Mais les relations ne semblent pas concerner exclusivement les entités étatiques. Suite au blocus, le président iranien Hassan Rohani avait bien mis l’accent sur une volonté de renforcer les liens entre entités privées et secteurs privés, et la presse iranienne fait encore une lecture agricole et alimentaire des termes « secteurs privés » (et éventuellement textile, d’après des contacts au ministère du commerce en Iran).
Les pays du blocus accusent le Qatar d'être un État ayant des relations fortes avec Téhéran. Pourtant, il semblerait que ce soit les Émirats arabes unis (notamment via Dubaï) qui entretiennent le plus de relations économiques avec le puissant voisin iranien. Depuis quand date cette relation ? À quel montant est-elle évaluée ?
Tout d’abord, il ne faut pas oublier qu’en terme de relations diplomatiques, le Qatar n’est pas forcément le pays le plus proche de l’Iran dans la région. Le sultanat d’Oman et le Koweït entretiennent des rapports plus cordiaux encore avec la République islamique. Les Émirats arabes unis sont diplomatiquement agressifs à l’égard de l’Iran ce qui ne les empêche effectivement pas d’avoir de fortes relations économiques avec le voisin perse. Les Émirats ont su profiter de l’embargo et des sanctions contre la République islamique pour développer leurs relations commerciales, notamment par la création de zones franches dans lesquelles les marchandises pouvaient être entreposées puis réexportées. Ces manœuvres commerciales pouvaient rapporter plusieurs centaines de milliards de dollars annuellement aux Émiratis. On estime, en Iran, que les Émirats représentent près de la moitié du commerce extérieur et Dubaï constitue une plateforme d’implantation de sociétés irano-émiraties.

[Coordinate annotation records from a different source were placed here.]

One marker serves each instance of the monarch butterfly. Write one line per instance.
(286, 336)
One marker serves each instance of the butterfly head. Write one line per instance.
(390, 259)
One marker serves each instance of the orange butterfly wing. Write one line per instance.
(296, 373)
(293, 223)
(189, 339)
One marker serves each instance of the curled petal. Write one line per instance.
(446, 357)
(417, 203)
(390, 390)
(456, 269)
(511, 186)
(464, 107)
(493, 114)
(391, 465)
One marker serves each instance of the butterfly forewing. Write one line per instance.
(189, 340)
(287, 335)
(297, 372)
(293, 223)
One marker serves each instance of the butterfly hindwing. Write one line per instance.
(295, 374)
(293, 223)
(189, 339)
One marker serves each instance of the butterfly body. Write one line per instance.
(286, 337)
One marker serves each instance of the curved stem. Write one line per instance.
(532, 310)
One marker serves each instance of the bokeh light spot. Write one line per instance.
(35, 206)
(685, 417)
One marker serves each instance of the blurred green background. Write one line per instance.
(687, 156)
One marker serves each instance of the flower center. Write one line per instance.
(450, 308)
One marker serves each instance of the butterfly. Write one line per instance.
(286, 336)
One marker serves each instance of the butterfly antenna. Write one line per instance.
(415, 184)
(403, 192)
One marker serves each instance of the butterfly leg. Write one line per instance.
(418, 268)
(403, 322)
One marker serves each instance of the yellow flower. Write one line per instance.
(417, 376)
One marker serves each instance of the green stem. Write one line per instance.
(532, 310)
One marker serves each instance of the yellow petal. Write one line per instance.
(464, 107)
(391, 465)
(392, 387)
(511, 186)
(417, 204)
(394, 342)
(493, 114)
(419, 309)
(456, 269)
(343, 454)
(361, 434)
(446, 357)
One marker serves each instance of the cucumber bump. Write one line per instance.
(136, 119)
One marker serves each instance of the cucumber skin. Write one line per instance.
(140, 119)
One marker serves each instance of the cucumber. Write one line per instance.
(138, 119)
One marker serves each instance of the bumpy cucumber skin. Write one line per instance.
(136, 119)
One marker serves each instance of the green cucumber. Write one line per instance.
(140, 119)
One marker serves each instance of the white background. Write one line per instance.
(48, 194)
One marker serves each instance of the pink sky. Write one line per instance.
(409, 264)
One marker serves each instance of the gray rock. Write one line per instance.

Dubaï constitue aussi une plateforme bancaire. On sait que l’accès au système bancaire international par l’Iran est largement compromis par les sanctions, et même si leur levée est bien prévue par les accords de Vienne, les États-Unis continuent de recourir à des mesures coercitives pour empêcher cet accès à l’Iran. Même à Dubaï d’ailleurs, Washington a exercé des pressions sur les banques américaines ayant des filiales là-bas, et dans l’esprit des Iraniens, il ne fait aucun doute qu’ils sont plus la cible de ces pressions que la ville émiratie elle-même. D’ailleurs nombre de ces banques ont dû cesser d’ouvrir des comptes aux ressortissants iraniens (on pense à Crédit Suisse ou à UBS).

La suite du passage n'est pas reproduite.